1975

Tangled Up In Blue

Bob Dylan (1941–)

Another tweak alert: Mark told me that Delacroix, mentioned in the song, rhymes with craw, not coy, so I altered the rhyme to accommodate this.

The first time I saw Bob Dylan was in the Fat Black Pussycat on MacDougal Street in 1961. As he walked by my table I thought, there goes a punk from New Jersey who heard you could get laid in the Village by carrying a guitar case. Four years later I had the same brilliant insight when I saw the unknown-to-me Jimi Hendrix, then Jimmi James, walk by me with a guitar case while I was sitting around the corner at the Night Owl. He then walked to a table in back, took his guitar out of his case, put his feet up on the table, and proceeded to play a killer instrumental version the Beatles “She Said She Said”. Gulp. The next time I saw Bob Dylan he was on the stage at Folk City. I was outside looking through the glass door, and I could see him, but not hear him. However, it was obvious by his moves and that he was wearing a harmonica holder that he could really play. I finally heard him play at the Monday night Folk City Hoot. He played “I’m Gonna Get You, Sally Gal”. I had an instant realization that his singing style was an amalgam of traditional and rock ‘n’ roll. Fuck 1965, his voice had already gone electric. I had previously considered my two loves of traditional music and rock ‘n’ roll to be an incompatible combination, never the twain shall meet and all that. But Dylan showed me how stupidly wrong I was. It was one of the major epiphanies of my life. My head felt like it was bouncing around on the ceiling. After his set I went up to him and did the fanboy gush, which I have continued to do, when appropriate, throughout my life. I live and I will die a proud fanboy. He asked if I would do a favor for him. Anything, anything! I thought, but I just said, “Sure!” The favor was, his friend Jim Kweskin needed a place to stay and could me and my GF put him up? We did, for what ended up being almost two months. 

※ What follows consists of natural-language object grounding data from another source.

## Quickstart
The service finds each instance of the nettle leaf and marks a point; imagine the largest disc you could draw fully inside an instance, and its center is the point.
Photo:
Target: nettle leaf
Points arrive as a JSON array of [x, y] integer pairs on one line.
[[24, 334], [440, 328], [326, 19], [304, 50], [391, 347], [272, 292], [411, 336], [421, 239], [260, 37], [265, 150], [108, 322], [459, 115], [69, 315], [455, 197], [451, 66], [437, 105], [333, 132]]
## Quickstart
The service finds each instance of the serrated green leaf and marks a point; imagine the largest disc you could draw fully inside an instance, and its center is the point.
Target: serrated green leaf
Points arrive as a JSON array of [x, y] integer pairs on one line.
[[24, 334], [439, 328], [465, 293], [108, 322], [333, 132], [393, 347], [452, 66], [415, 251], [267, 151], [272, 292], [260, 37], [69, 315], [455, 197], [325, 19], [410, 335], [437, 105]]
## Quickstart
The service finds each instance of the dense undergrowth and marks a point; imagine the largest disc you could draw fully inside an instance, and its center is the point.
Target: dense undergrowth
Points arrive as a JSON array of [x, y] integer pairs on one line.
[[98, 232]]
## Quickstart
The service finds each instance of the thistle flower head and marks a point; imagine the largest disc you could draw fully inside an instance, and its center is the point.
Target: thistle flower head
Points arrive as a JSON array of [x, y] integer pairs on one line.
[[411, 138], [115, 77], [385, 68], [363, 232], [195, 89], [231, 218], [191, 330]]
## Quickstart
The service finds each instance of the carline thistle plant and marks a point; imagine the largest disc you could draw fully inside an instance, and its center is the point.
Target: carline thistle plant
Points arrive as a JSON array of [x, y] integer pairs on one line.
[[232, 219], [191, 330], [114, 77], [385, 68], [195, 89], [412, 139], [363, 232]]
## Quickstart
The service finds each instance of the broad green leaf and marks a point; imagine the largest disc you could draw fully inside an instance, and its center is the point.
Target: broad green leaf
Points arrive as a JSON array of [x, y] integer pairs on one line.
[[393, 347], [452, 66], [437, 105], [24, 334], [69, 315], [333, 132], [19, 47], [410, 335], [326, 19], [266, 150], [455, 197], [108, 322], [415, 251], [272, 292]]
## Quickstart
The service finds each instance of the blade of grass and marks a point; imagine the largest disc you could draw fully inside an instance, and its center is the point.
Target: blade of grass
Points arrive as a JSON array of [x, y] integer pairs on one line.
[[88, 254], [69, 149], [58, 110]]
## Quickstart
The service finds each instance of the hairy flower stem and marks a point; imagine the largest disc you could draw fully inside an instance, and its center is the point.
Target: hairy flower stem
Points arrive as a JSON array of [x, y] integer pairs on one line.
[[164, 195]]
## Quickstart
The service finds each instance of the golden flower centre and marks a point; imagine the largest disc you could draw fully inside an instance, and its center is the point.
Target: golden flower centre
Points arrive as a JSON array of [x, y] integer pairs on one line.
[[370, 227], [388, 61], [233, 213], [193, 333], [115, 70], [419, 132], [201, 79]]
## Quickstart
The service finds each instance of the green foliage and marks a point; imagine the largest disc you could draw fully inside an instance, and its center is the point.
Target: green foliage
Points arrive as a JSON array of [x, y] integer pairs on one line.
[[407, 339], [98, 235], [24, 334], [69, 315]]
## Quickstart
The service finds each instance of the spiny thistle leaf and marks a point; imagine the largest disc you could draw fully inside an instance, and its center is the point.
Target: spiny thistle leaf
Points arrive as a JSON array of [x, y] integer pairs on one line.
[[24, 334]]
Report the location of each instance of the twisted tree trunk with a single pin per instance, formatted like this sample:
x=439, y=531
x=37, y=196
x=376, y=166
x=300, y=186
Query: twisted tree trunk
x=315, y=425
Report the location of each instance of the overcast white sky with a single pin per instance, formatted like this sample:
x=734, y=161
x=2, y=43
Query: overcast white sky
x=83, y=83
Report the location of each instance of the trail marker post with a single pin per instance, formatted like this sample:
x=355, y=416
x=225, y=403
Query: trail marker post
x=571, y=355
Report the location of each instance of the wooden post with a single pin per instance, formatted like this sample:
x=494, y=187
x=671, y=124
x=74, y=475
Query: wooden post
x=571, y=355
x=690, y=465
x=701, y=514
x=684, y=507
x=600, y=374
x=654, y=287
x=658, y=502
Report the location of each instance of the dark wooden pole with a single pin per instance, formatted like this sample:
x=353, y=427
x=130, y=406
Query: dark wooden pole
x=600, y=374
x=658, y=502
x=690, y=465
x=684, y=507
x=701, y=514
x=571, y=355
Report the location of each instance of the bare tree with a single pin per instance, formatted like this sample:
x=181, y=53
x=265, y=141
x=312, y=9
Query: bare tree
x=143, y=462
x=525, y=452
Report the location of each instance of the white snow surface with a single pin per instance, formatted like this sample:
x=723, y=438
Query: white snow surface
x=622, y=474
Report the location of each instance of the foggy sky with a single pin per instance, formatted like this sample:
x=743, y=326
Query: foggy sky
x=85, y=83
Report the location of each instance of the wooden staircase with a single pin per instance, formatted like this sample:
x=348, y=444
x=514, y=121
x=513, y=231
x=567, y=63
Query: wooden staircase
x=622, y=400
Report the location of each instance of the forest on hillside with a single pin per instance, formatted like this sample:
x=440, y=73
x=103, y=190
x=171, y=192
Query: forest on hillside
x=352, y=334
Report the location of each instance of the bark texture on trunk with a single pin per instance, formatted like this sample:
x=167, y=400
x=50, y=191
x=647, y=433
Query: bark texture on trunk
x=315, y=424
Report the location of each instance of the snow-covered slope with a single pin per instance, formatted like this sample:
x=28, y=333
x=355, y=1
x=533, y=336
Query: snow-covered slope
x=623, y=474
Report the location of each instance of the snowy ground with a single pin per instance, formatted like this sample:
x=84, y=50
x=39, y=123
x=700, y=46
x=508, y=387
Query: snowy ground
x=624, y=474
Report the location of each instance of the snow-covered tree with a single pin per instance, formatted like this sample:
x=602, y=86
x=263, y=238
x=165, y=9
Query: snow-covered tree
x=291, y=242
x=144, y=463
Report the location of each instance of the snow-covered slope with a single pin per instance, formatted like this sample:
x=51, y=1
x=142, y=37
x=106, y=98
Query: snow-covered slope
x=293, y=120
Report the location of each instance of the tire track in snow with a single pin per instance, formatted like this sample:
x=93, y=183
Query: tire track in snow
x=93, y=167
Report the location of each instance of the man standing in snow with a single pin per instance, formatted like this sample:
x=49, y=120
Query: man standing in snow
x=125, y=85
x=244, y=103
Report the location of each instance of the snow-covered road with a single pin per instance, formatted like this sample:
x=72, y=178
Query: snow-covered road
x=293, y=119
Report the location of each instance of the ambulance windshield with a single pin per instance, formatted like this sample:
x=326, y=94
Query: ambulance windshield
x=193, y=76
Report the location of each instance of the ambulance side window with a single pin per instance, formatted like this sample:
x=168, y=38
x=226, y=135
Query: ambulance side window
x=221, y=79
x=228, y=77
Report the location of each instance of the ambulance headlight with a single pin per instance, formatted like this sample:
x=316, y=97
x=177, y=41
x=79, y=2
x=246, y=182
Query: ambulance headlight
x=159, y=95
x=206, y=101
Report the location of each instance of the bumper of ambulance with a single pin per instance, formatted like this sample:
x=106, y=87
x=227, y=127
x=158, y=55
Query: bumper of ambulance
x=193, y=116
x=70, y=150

A week or so after we met, Robert Shelton’s rave review in the New York Times appeared, and I saw him do another show at Folk City. Seated at a front table were four lovely, chic, upscale, uptown women, who were obviously curious as to what the fuss was about. Here’s 20-year-old scruffy Dylan on stage. The woman all wore bemused what-the-hell expressions. So Dylan hunches his shoulders way up and starts playing and blowing harmonica while doing this goofy shuffling dance, all the while eyeing the ladies at the table, who started giggling and smiling. Charmed the hell out of them in seconds flat. He used to do goofy shit on stage all the time, sort of like a hillbilly Charlie Chaplin. I used to think of him back then as being, besides a musical wonder, a world-class genius clown. But when he quit wearing that little cap seemed to be when he quit being so goofy. Once I was talking to Dave van Ronk about the old goofy Dylan-with-the-cap, and he left the room, returning shortly wearing a sheepish grin and holding the very cap in his hands. I was surprised by how small it looked, as opposed to the iconic manner in which it loomed in my memory. Years later, I asked Dave what happened to the cap, and he said he gave it to his ex-wife (and my ex-manager), Terri Thal. I asked her about it, and she said it went missing when she moved. So it goes.

Another great lesson I learned from Bob Dylan was about my feelings about younger people. He was 20 years old and I was 22 when we met, and I had been disdaining anyone younger than I was. What do those damn kids know about life anyway? But here’s this kid that knew more than I had even dreamed of. And the world remains full of 20-year old kids who know more than I have even dreamed of. 

BTW, speaking of the Great American Songbook, Dylan has been writing songs for as long as Jerome Kern was alive.